Luckily, there’s a complex method of manufacturing tickets for the game of Housie (also known as Lotto or Tambola). Every set of six tickets contain all the 90 numbers from 1 through 90. Every ticket contains 15 numbers, every row five and every column at least one. Exactly how many different Housie tickets are possible?
(Gimme dat ol’ time religion problem was: “A population starts with a single amoeba. For this and for the next generation, there is a 3/4 probability that an individual amoeba will split to create two amoebae and a 1/4 probability that it will die without producing an offspring. What’s the probability the family tree of original amoeba will go on forever?”)
For the amoeba family to survive, its offspring lineage must survive. There are three possibilities here:: both dying, one of them dying or both of them splitting. The family tree continues in two of the three cases. The same argument goes for each generation. So the probability is 2/3. Saifuddin S F Khomosi, Dubai.
Let the probability of an amoeba splitting into two be p and the probability of everlasting amoeba family tree be P. So, the probability of both second-generation amoebae perishing becomes (1 - P)^2. (And so on and so forth until . . . -- MS) With p = 3/4, we get P = 2/3.
Abhay Prakash, firstname.lastname@example.org
(The second one was: “Solve: TWO + THREE + SEVEN = TWELVE, given that each alphabet stands for a distinct digit 0 thru 9 both inclusive.”)

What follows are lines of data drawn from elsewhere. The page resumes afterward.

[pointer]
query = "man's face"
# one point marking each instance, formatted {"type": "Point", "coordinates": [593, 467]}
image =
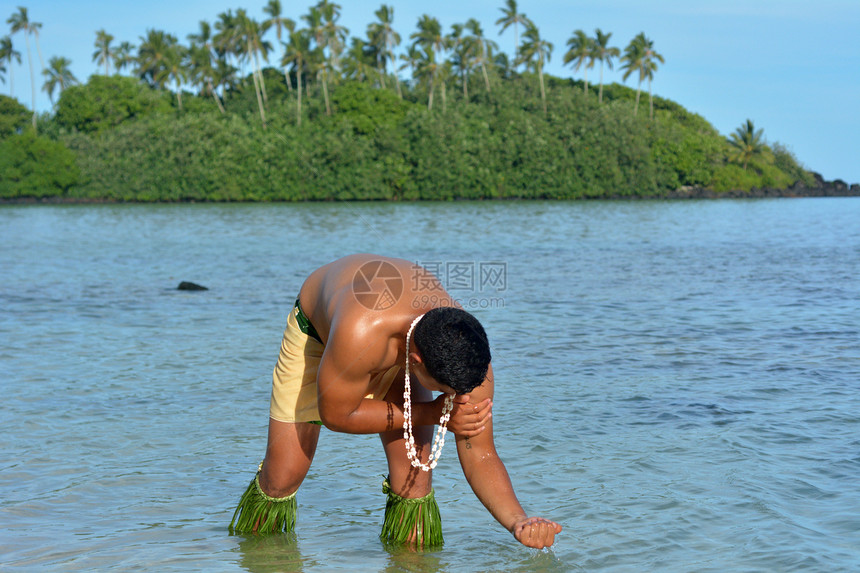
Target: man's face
{"type": "Point", "coordinates": [429, 382]}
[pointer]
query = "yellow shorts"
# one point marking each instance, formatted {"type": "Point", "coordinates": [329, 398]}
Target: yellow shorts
{"type": "Point", "coordinates": [294, 381]}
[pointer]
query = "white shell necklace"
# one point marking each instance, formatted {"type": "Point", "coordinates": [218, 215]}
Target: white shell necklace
{"type": "Point", "coordinates": [439, 438]}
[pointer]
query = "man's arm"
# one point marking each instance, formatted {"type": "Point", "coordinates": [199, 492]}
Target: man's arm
{"type": "Point", "coordinates": [342, 384]}
{"type": "Point", "coordinates": [488, 477]}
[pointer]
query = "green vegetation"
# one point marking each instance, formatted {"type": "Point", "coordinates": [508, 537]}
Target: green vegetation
{"type": "Point", "coordinates": [334, 121]}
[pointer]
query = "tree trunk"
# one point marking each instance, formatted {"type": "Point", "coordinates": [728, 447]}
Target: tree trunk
{"type": "Point", "coordinates": [636, 107]}
{"type": "Point", "coordinates": [32, 77]}
{"type": "Point", "coordinates": [325, 93]}
{"type": "Point", "coordinates": [542, 89]}
{"type": "Point", "coordinates": [430, 98]}
{"type": "Point", "coordinates": [486, 77]}
{"type": "Point", "coordinates": [600, 94]}
{"type": "Point", "coordinates": [299, 89]}
{"type": "Point", "coordinates": [215, 96]}
{"type": "Point", "coordinates": [650, 101]}
{"type": "Point", "coordinates": [259, 72]}
{"type": "Point", "coordinates": [259, 100]}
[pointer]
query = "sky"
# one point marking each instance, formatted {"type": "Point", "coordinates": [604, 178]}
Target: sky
{"type": "Point", "coordinates": [791, 66]}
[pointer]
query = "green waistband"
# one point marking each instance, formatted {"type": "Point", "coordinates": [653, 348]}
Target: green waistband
{"type": "Point", "coordinates": [305, 324]}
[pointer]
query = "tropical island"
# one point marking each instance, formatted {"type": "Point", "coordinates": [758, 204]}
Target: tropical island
{"type": "Point", "coordinates": [276, 109]}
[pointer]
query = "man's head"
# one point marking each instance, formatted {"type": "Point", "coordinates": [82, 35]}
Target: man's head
{"type": "Point", "coordinates": [453, 348]}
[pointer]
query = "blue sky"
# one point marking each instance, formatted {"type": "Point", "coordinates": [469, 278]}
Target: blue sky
{"type": "Point", "coordinates": [792, 66]}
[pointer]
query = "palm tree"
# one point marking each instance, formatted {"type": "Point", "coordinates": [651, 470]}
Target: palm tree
{"type": "Point", "coordinates": [280, 24]}
{"type": "Point", "coordinates": [335, 35]}
{"type": "Point", "coordinates": [484, 48]}
{"type": "Point", "coordinates": [640, 56]}
{"type": "Point", "coordinates": [384, 38]}
{"type": "Point", "coordinates": [250, 33]}
{"type": "Point", "coordinates": [175, 70]}
{"type": "Point", "coordinates": [316, 58]}
{"type": "Point", "coordinates": [651, 59]}
{"type": "Point", "coordinates": [122, 56]}
{"type": "Point", "coordinates": [20, 22]}
{"type": "Point", "coordinates": [604, 54]}
{"type": "Point", "coordinates": [747, 142]}
{"type": "Point", "coordinates": [426, 70]}
{"type": "Point", "coordinates": [58, 75]}
{"type": "Point", "coordinates": [536, 52]}
{"type": "Point", "coordinates": [296, 53]}
{"type": "Point", "coordinates": [430, 38]}
{"type": "Point", "coordinates": [152, 56]}
{"type": "Point", "coordinates": [200, 62]}
{"type": "Point", "coordinates": [9, 55]}
{"type": "Point", "coordinates": [463, 55]}
{"type": "Point", "coordinates": [411, 59]}
{"type": "Point", "coordinates": [511, 16]}
{"type": "Point", "coordinates": [103, 52]}
{"type": "Point", "coordinates": [360, 61]}
{"type": "Point", "coordinates": [580, 54]}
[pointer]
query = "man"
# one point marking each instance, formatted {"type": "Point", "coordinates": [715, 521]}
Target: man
{"type": "Point", "coordinates": [344, 364]}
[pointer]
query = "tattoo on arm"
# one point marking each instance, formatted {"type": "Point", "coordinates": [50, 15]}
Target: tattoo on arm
{"type": "Point", "coordinates": [390, 419]}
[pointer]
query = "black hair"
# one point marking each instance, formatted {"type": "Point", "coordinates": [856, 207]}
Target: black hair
{"type": "Point", "coordinates": [453, 347]}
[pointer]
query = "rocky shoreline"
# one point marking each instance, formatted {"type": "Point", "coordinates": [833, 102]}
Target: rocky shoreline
{"type": "Point", "coordinates": [821, 188]}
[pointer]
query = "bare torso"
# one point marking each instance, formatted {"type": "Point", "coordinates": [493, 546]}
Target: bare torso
{"type": "Point", "coordinates": [368, 302]}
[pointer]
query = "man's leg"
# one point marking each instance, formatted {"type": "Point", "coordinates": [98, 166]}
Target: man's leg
{"type": "Point", "coordinates": [411, 513]}
{"type": "Point", "coordinates": [289, 454]}
{"type": "Point", "coordinates": [269, 503]}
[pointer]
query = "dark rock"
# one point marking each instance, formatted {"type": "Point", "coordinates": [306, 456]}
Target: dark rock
{"type": "Point", "coordinates": [185, 285]}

There are 10 alphabets in the equation and the values of the alphabets work out to be as follows- T = 1, E = 2, L = 3, N = 4, V = 5, O = 6, R = 7, S = 8, H = 9, W = 0. In the problem TWO + THREE + SEVEN = TWELVE, if you replace the alphabets with the corresponding numbers you get 106 + 19722 + 82524 = 102352 and this solves the problem. You can also interchange the values of O and N as O = 4 and N = 6, and still get the problem solved. -- Gnanaseharan Ponnaiah, email@example.com
Obviously T = 1, S = 8, H = 9,W = 0. V has to be odd, sum of O + N =10. All letters represent distinct digits, so a little trial and error gives V= 5, E = 2, R = 7, L = 3, O = 4 OR 6, N = 6 OR 4. -- V K Bargah, firstname.lastname@example.org
(The third problem was about completing two vaguely science worded ‘fizycks’ limericks.”)
The answers to the fill-in-the-blanks questions given under “Fyzicks Limericks and all that jazz” is given below: (1) I know they are there “just the same”(three words); (2) At the end of which “grinned Archimedes” (two words). -- Narayana Murty Karri, email@example.com
I used a very student friendly, light-hearted text book called Physics For You by Keith Johnson. My answers, hence, are not original but what I had enjoyed with a lot of students. Thank you for the trip down memory lane. -- J Vaseekhar Manuel, firstname.lastname@example.org
But Google This Now
1. Five hungry friends decided to share a large pizza with each receiving just one slice. Now each of them has one odd habit. A person eats a slice that is exactly 1/N of the entire pizza. One of these five guys ate a slice whose size was 1/19th of the whole. What were the sizes of the slices of his four friends if the entire pizza was eaten?
2. Below are 13 five-lettered nouns, each of which has had two of its letters removed. In total there are 26 letters from A to Z. The remaining letters in each word are in the correct order. They are: clh,
dir, ine, eba, ual, toe, yat, coh, rea, okr, aor, ree, sam.